Learning neural state-space models: do we need a state estimator?
This work addresses a practical issue in neural state-space model training for system identification, offering guidance that can reduce computational overhead in some cases, though it is incremental in nature.
The paper investigates whether advanced initial state estimation is necessary for training neural state-space models in system identification, finding that it is crucial for certain dynamical systems but not for asymptotically stable ones where basic methods suffice.
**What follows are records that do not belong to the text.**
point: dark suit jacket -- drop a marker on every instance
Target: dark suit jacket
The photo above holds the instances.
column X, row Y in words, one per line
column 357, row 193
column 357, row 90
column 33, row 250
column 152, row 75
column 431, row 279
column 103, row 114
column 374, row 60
In recent years, several algorithms for system identification with neural state-space models have been introduced. Most of the proposed approaches are aimed at reducing the computational complexity of the learning problem, by splitting the optimization over short sub-sequences extracted from a longer training dataset. Different sequences are then processed simultaneously within a minibatch, taking advantage of modern parallel hardware for deep learning. An issue arising in these methods is the need to assign an initial state for each of the sub-sequences, which is required to run simulations and thus to evaluate the fitting loss. In this paper, we provide insights for calibration of neural state-space training algorithms based on extensive experimentation and analyses performed on two recognized system identification benchmarks. Particular focus is given to the choice and the role of the initial state estimation. We demonstrate that advanced initial state estimation techniques are really required to achieve high performance on certain classes of dynamical systems, while for asymptotically stable ones basic procedures such as zero or random initialization already yield competitive performance.